I have already suggested the possibility of Bowman’s paper before the London Congress of 1872 having given origin to DeWecker’s monograph in 1873. This seems quite reasonable when we consider that Bowman proposed two methods of iridotomy, one his double V operation with a rhomboidal pupil (previously quoted), and the other a visual iridotomy or sphincterotomy, by cutting through the pupillary margin with a blunt corneal knife. These two methods are exact prototypes of DeWecker’s proposals. Furthermore, DeWecker was present at the London Congress where he heard Bowman’s paper, and took part in its discussion. In fact, thirteen years later DeWecker acknowledged[30] that after considering the objections to Bowman’s method of iridotomy “I addressed myself at that time to the search for an instrument which allows the avoidance of all traction on the iris, and which can be handled through a narrow opening, while exerting its cutting action in a plane parallel to the surface of the cornea, against which the diaphragm of the iris applies itself, after the escape of the aqueous humor. The forceps-scissors having been discovered, it was easy for me to cause to be revived the procedure of Janin, and to make it decisively take rank in modern ocular surgery.”

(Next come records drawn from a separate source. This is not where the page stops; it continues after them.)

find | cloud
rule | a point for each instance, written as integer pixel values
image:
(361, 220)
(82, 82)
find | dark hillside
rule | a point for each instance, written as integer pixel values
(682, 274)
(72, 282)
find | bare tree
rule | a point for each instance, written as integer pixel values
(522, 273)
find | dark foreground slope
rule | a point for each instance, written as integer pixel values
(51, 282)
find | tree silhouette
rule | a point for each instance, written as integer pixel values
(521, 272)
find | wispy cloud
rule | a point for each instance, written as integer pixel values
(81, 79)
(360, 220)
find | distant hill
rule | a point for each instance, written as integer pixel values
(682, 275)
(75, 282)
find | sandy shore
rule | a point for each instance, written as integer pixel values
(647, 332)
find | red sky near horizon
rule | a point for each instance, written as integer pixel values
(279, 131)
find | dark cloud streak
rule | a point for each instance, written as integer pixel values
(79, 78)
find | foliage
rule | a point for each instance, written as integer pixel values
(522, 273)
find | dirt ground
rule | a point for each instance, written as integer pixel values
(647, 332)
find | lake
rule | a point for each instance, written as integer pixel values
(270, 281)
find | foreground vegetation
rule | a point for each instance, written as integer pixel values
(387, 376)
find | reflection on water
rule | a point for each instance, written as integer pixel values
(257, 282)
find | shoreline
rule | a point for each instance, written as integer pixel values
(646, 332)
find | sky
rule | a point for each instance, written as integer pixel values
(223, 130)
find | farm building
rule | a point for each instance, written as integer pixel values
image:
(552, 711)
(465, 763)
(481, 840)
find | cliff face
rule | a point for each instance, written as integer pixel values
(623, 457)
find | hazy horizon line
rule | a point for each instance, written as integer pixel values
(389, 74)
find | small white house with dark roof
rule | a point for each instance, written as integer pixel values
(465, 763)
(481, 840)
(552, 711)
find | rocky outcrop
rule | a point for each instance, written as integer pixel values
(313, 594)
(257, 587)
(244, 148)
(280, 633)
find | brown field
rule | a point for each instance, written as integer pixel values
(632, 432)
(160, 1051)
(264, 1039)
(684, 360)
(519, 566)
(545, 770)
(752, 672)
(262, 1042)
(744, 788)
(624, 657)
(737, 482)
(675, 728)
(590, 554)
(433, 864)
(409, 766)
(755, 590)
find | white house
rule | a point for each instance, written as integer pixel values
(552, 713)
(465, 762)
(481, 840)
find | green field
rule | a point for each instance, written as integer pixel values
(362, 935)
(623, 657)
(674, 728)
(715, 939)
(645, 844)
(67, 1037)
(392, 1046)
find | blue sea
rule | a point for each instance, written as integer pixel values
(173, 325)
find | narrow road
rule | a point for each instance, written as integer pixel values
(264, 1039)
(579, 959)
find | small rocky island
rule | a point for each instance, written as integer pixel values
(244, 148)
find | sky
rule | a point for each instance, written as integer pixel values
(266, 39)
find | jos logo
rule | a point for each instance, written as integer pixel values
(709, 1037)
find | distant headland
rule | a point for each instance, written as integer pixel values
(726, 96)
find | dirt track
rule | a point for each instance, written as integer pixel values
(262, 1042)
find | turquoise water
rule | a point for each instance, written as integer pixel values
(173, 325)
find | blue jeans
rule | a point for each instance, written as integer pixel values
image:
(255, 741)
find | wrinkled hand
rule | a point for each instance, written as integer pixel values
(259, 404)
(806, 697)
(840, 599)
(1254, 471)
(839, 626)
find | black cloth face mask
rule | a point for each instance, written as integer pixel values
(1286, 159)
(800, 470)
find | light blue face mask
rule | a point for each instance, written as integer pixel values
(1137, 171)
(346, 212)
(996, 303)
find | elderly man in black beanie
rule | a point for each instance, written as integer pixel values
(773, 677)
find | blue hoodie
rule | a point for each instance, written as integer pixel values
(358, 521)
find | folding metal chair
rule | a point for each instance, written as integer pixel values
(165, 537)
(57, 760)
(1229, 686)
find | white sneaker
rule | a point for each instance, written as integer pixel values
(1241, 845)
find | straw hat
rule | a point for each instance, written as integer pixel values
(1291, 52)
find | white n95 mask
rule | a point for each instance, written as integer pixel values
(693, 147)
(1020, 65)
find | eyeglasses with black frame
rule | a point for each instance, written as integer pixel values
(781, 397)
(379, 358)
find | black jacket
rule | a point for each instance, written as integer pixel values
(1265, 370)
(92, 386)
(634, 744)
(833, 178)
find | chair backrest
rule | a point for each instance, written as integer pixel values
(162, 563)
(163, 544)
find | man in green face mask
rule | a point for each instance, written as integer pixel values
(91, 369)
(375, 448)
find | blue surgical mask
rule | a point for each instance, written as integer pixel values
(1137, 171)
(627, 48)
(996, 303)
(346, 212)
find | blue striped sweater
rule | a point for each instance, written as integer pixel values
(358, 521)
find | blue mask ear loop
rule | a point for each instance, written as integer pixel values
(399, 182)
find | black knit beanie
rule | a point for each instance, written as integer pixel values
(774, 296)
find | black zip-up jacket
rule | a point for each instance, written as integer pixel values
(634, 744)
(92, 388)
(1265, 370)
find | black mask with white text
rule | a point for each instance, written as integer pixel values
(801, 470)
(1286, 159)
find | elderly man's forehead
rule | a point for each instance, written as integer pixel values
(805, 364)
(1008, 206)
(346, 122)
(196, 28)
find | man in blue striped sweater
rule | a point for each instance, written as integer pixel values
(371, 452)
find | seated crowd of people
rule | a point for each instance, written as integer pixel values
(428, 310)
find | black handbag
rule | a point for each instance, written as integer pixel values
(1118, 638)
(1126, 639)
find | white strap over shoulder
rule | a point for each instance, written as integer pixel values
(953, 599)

DeWecker makes only a casual reference to Maunoir’s method, but credits Janin with the original suggestion of the method which he has thus elaborated. Nevertheless, it is quite evident that DeWecker’s method was simply a modification of the one outlined by Maunoir seventy years before. Furthermore, he lays down the same rule that Maunoir first offered: “Always cut parallel to the radiating fibers and perpendicularly to the circular fibers of the iris.”